On Proofing in the pan, there are couple tricks you can do in a cold house. The first is to Microwave a coffee cup full of water for a couple minutes, then put the pan in the microwave and shut the door. This gets you high humidty and reasonable heat. A sort of bread sauna.
The other is to take a tea towel, put it water you can barely stand to touch because it is so damn hot, wring it out and lay it over the pan. This does not work quite as well as the microwave, but if you don’t have a microwave you at least have a plan B.
I made the King Arthur pumpkin bread today. I made it without the machine, which was a first for me. I also made it free-form.
It came out looking beautiful, with a very good texture. But, it still tastes like white bread with a hint of pumpkin/cinnamon flavor. It’s very good but my ultimate goal is much more sweet and this wasn’t. I’ll be doing some experimenting, methinks.
People make round loaves on purpose, to serve as a serving bowl (hollowed out, of course) for soup or dip. These are quite attractive, but if I’m going to bake bread, I’d certainly want to eat all of it.
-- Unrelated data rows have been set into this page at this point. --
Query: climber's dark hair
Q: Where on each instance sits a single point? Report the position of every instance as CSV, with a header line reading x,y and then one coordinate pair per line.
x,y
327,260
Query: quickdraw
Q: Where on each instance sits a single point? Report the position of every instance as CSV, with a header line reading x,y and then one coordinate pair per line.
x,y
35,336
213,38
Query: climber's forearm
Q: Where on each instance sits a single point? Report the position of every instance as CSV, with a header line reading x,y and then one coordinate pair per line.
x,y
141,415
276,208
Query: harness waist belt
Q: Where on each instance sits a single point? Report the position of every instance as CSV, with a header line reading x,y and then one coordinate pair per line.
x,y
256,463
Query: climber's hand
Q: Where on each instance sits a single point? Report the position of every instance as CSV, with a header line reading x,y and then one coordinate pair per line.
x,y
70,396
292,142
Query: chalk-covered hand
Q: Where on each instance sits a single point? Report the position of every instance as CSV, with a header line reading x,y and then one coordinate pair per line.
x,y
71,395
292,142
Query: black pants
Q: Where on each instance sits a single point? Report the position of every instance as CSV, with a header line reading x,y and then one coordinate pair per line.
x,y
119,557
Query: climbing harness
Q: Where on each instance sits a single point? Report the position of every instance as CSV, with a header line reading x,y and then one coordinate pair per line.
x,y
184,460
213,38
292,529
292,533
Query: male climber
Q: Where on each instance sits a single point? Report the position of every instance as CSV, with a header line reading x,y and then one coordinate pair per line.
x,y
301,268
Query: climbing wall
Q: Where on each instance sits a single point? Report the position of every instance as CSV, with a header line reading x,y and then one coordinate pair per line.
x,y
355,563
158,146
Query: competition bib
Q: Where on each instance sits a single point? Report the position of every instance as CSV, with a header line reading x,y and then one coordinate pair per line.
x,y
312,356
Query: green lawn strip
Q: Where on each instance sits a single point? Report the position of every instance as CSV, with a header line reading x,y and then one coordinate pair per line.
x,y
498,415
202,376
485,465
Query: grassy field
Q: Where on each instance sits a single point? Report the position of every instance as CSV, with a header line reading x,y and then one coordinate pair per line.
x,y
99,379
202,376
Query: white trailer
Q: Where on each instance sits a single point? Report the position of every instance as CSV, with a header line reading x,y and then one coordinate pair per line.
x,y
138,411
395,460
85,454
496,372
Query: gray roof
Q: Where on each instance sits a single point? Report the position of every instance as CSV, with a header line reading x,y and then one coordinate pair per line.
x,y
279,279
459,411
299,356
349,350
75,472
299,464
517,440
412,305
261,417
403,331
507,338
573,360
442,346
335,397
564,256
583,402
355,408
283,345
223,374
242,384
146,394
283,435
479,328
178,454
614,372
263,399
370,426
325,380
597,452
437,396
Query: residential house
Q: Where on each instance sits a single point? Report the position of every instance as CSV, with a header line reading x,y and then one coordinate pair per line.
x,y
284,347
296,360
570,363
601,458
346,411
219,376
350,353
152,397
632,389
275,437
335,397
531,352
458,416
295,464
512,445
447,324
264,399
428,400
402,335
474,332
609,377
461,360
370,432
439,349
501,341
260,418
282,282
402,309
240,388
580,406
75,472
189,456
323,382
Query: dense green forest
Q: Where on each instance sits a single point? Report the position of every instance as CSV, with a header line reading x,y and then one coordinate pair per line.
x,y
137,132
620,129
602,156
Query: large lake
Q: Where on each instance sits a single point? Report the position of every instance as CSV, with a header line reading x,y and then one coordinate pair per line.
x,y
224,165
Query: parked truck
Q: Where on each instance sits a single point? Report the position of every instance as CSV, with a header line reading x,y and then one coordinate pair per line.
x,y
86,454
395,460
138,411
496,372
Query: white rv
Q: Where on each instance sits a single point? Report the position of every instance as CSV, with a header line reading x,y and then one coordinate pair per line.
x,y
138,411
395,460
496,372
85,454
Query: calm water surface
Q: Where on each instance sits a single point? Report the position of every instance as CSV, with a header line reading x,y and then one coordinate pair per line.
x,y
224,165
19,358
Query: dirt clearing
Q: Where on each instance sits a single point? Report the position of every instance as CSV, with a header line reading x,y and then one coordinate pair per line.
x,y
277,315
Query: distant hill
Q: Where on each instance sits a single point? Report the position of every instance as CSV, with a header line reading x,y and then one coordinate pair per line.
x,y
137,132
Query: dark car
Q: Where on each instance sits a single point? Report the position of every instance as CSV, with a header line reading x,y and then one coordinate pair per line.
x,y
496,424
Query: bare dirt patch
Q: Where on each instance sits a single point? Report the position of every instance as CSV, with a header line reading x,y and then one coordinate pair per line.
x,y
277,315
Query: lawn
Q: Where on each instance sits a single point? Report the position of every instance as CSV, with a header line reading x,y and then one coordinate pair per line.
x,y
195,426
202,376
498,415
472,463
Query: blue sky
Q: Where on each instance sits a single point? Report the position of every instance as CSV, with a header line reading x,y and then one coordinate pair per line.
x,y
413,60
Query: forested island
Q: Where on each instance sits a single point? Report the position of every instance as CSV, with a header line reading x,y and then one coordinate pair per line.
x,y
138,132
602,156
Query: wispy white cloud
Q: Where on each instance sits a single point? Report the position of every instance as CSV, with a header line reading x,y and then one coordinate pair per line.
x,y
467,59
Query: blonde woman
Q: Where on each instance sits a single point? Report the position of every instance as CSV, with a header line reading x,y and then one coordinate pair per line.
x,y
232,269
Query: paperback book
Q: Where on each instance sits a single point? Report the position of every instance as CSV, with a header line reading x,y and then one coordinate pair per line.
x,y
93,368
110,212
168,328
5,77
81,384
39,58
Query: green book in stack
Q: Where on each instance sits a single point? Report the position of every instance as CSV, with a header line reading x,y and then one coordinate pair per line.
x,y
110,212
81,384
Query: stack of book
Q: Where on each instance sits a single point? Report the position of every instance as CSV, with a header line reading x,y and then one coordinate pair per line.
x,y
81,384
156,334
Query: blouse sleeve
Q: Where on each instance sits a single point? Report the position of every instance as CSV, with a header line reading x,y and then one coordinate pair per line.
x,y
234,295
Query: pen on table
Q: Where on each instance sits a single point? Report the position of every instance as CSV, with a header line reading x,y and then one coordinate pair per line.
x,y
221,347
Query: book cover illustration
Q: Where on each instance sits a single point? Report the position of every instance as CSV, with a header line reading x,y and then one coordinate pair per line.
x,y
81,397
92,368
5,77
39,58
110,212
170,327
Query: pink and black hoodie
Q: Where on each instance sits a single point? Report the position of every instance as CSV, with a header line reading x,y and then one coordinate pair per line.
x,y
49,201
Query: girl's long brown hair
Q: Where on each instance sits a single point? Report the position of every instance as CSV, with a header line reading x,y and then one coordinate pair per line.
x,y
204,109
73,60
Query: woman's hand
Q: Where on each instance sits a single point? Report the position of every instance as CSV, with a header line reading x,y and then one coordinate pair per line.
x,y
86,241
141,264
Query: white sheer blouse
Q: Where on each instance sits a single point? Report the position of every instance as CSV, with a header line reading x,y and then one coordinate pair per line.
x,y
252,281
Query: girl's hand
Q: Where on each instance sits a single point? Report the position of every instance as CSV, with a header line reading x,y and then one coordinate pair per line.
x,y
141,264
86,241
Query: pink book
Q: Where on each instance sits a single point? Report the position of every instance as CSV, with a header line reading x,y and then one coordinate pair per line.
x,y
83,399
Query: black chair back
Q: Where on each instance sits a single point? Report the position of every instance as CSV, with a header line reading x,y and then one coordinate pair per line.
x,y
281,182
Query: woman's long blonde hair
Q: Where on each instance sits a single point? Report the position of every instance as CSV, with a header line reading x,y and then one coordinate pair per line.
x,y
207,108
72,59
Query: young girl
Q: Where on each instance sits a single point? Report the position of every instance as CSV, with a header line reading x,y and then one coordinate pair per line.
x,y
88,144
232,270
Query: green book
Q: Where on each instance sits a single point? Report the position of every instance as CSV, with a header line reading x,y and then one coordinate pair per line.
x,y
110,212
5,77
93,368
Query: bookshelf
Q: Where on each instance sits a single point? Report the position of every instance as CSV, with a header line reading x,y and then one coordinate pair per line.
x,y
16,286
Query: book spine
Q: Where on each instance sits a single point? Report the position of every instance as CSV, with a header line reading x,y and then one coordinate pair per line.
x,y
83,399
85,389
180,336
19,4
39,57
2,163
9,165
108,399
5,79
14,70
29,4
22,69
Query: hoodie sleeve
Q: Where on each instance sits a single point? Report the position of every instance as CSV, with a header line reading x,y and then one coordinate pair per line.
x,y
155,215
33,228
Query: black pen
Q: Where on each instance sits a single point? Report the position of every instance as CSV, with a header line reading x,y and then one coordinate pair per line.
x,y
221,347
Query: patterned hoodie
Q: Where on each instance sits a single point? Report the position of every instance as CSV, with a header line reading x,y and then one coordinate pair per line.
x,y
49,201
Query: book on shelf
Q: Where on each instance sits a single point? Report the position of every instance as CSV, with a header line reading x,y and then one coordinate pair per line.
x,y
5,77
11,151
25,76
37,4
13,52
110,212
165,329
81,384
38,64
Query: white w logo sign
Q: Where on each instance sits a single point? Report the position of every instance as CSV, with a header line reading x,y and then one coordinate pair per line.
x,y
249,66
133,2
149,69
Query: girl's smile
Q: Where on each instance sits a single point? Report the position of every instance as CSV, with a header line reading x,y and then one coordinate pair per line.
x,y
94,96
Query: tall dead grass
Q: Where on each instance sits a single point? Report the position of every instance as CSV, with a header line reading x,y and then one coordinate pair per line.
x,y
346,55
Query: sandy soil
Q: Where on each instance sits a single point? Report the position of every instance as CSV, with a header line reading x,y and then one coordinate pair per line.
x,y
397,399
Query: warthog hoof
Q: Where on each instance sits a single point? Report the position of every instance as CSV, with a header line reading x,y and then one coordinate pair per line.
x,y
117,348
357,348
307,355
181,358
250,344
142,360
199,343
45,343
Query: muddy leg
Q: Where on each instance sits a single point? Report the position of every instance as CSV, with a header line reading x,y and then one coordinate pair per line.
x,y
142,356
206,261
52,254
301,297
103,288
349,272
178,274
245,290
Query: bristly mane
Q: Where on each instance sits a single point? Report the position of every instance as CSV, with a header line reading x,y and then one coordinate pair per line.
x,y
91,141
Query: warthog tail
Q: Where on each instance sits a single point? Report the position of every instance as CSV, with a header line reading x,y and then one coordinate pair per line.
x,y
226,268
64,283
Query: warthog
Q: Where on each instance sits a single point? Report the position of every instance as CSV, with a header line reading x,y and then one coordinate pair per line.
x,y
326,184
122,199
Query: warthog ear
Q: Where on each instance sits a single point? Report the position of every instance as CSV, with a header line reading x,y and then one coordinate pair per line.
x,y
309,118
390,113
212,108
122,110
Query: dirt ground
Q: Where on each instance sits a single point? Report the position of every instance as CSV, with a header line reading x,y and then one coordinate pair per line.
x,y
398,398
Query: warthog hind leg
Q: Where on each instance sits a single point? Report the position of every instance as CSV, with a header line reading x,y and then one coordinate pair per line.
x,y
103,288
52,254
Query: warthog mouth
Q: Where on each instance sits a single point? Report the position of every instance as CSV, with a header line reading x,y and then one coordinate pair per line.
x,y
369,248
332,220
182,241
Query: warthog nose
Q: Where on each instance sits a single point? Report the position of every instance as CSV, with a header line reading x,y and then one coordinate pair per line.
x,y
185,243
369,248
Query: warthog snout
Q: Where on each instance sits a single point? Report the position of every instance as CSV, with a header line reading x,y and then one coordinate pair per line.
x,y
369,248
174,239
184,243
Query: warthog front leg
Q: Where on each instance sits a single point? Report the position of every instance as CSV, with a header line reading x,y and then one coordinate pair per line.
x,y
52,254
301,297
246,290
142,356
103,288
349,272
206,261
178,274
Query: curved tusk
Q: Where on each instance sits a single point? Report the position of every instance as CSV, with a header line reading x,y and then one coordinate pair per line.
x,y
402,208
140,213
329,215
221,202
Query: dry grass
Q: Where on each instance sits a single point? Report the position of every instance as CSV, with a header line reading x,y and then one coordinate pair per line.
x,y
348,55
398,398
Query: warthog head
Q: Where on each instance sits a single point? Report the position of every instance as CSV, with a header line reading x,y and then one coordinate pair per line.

You could add more pumpkin (or try some artificial flavor), but you’ll have to compensate for the extra bulk somehow or it won’t rise enough and it will be more like a muffin than a bread. Maybe that’s what you want?
I suggest you try making it in the style of cinnamon bread. Make the pumpkin bread as you did, roll the dough out in a rectangle the size of your bread pan, and sprinkle it with sugar mixed with cinnamon and nutmeg and the other spices you’d use in a pumpkin pie. Roll it back up and let it rise as usual. Use this technique. That gets you the pumpkin dough and the spicy flavor.
A heck of a lot of the flavor of a muffin comes from sugar. Without the sweetness, the pumpkin doesn’t taste that strong (pumpkin is pretty bland). Since you can’t get the bready texture with all that sugar, try using more spices than are in that King Arthur recipe. I would use at least as much spices as you’d use in pumpkin pie - traditionally 1 tsp cinnamon, 1/2 tsp ginger, 1/4 tsp cloves – and think about adding more than that, since the volume is greater. (are your spices fresh, btw?)